Port Angeles City Council discusses Dakota Access Pipeline, signs resolution supporting Lower Elwha tribe

PORT ANGELES — The Port Angeles City Council came short of showing support for the Standing Rock Sioux Tribe in its fight to prevent the Dakota Access Pipeline after some council members said they either didn’t know enough about the issue to have an opinion or they didn’t feel it was Port Angeles business.

Instead, in a 5-to-1 vote, with Councilman Brad Collins absent, the council agreed to sign a resolution supporting the Lower Elwha Klallam Tribe in its efforts to support the Standing Rock Sioux Tribe in fighting Energy Transfer’s $3.7 billion pipeline, which would move 470,000 barrels of domestic crude oil per day from North Dakota’s Bakken region through South Dakota and Iowa into Illinois.

The pipeline crosses tribal ancestral lands and crosses is scheduled to be built under the Missouri River, the tribe’s water source.

Deputy Mayor Cherie Kidd voted against the resolution, saying she had not studied the issue and that it is out of the city’s jurisdiction.

“I do not feel knowledgeable or qualified to support this issue at this time,” she said. “I respect and encourage everyone for their support.”

Lower Elwha Klallam Tribe Chairwoman Frances Charles, who has been to the Standing Rock Sioux reservation, thanked the council for discussing the topic.

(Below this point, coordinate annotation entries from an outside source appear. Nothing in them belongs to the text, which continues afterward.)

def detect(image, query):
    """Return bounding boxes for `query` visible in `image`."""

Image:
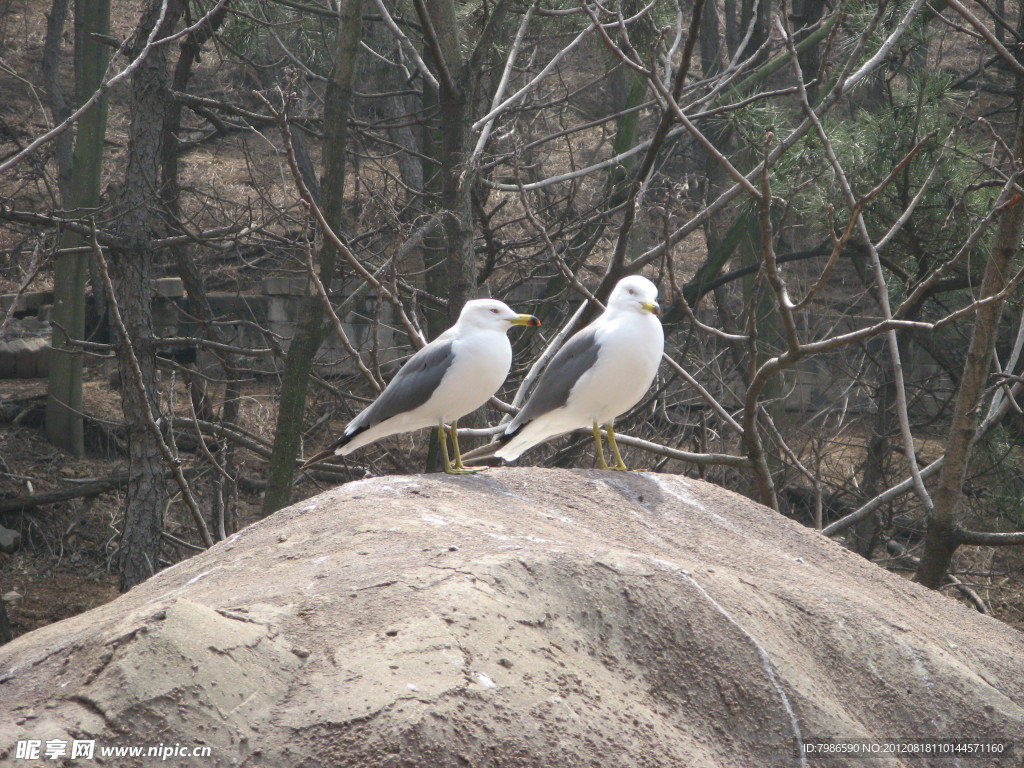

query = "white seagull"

[302,299,541,474]
[483,275,665,469]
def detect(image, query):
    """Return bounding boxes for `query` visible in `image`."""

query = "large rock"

[0,468,1024,768]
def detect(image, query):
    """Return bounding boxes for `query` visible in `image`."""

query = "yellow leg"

[594,422,611,469]
[452,419,486,474]
[605,421,629,469]
[437,419,486,475]
[437,421,452,474]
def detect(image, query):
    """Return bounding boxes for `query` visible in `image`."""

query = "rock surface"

[0,468,1024,768]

She told the council the Dakota Access Pipeline isn’t only an issue in North Dakota but that it affects everyone.

“The fact of it is, it’s a global issue,” she said. “It’s something we have to be conscious of.”

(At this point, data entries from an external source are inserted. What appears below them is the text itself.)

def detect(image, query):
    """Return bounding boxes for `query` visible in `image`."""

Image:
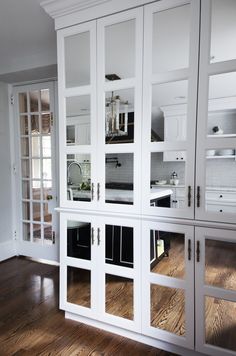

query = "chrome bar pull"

[97,227,101,246]
[188,239,192,261]
[196,241,200,262]
[197,185,201,208]
[91,227,94,245]
[188,185,192,207]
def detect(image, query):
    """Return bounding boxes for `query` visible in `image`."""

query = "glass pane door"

[16,83,56,259]
[98,9,142,211]
[142,1,199,217]
[99,218,141,331]
[196,0,236,222]
[196,228,236,356]
[142,222,194,347]
[59,22,97,209]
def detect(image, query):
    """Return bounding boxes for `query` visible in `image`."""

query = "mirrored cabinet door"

[142,1,200,218]
[196,0,236,223]
[99,218,141,331]
[142,222,194,347]
[58,21,97,208]
[195,227,236,356]
[97,8,143,212]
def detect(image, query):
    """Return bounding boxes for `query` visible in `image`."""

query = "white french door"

[14,82,58,261]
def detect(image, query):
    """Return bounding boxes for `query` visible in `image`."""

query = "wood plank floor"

[0,258,176,356]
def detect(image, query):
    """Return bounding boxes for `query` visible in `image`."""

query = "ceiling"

[0,0,56,82]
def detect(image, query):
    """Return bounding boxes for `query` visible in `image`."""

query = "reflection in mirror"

[66,95,91,145]
[65,32,90,88]
[205,148,236,214]
[67,154,91,201]
[209,0,236,63]
[150,151,186,209]
[205,239,236,291]
[67,266,91,308]
[150,230,185,279]
[105,274,134,320]
[105,225,134,268]
[105,153,134,205]
[152,5,190,73]
[205,296,236,351]
[67,220,92,260]
[105,20,135,79]
[150,284,185,336]
[22,223,30,241]
[207,72,236,138]
[151,80,188,142]
[105,89,134,144]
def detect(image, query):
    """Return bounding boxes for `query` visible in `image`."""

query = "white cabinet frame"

[142,0,200,218]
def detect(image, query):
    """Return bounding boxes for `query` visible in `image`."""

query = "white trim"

[65,312,204,356]
[0,240,17,262]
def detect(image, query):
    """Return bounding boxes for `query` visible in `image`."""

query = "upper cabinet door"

[58,21,97,209]
[97,8,143,213]
[142,0,200,218]
[196,0,236,222]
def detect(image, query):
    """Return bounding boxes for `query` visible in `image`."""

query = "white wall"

[0,82,15,261]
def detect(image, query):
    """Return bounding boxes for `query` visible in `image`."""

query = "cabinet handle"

[97,183,100,200]
[196,241,200,262]
[188,239,192,261]
[197,185,201,208]
[97,227,101,246]
[91,227,94,245]
[188,185,192,207]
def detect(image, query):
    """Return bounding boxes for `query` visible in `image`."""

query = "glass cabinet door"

[97,8,143,212]
[142,222,194,348]
[196,0,236,222]
[58,22,96,209]
[60,213,96,316]
[142,1,199,218]
[98,218,141,331]
[195,227,236,356]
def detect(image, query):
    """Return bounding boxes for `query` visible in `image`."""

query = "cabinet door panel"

[142,221,194,347]
[195,227,236,356]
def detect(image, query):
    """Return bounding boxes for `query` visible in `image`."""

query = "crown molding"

[40,0,112,19]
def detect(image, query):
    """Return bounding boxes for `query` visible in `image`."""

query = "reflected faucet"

[67,161,82,185]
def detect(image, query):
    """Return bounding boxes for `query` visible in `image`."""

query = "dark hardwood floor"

[0,258,176,356]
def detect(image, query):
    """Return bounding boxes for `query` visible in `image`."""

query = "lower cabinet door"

[98,217,141,332]
[195,227,236,356]
[142,221,194,349]
[60,213,141,332]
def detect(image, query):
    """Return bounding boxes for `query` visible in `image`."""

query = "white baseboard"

[0,240,16,262]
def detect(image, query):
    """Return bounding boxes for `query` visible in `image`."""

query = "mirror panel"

[152,5,190,73]
[150,284,185,336]
[209,0,236,63]
[65,31,90,88]
[105,153,134,205]
[66,95,91,146]
[67,220,92,260]
[67,153,91,201]
[105,274,134,320]
[150,230,185,279]
[105,20,135,80]
[150,80,188,142]
[205,296,236,351]
[67,266,91,308]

The resolution to support the Standing Rock Sioux Tribe was proposed by Councilwoman Sissi Bruch, who pointed to Tuesday’s protest in downtown Port Angeles as evidence the city should support the tribe.

“It’s an issue about tribal sacred lands,” she said. “I don’t know how everyone here would feel if we put a pipeline through our cemetery.”

Mayor Patrick Downie said he didn’t feel the city should formally show support in an issue happening several states away.

For that reason, he proposed showing support for the Lower Elwha Klallam Tribe’s efforts in supporting the Standing Rock Sioux Tribe.

“I’m trying to find a middle ground here that I can feel comfortable with,” he said. “I want to support our local tribe, but I’m concerned about some of the other issues.”

During public comment following the decision, some criticized the council for stepping back from showing support for the Standing Rock Sioux Tribe.

Arlene Wheeler, director of the Lower Elwha Klallam Tribe’s planning and development department, told the council there might come a time when the city would like support.

“We’re asking for you guys to support not only Standing Rock but the global community,” she said. “To us, water is sacred.”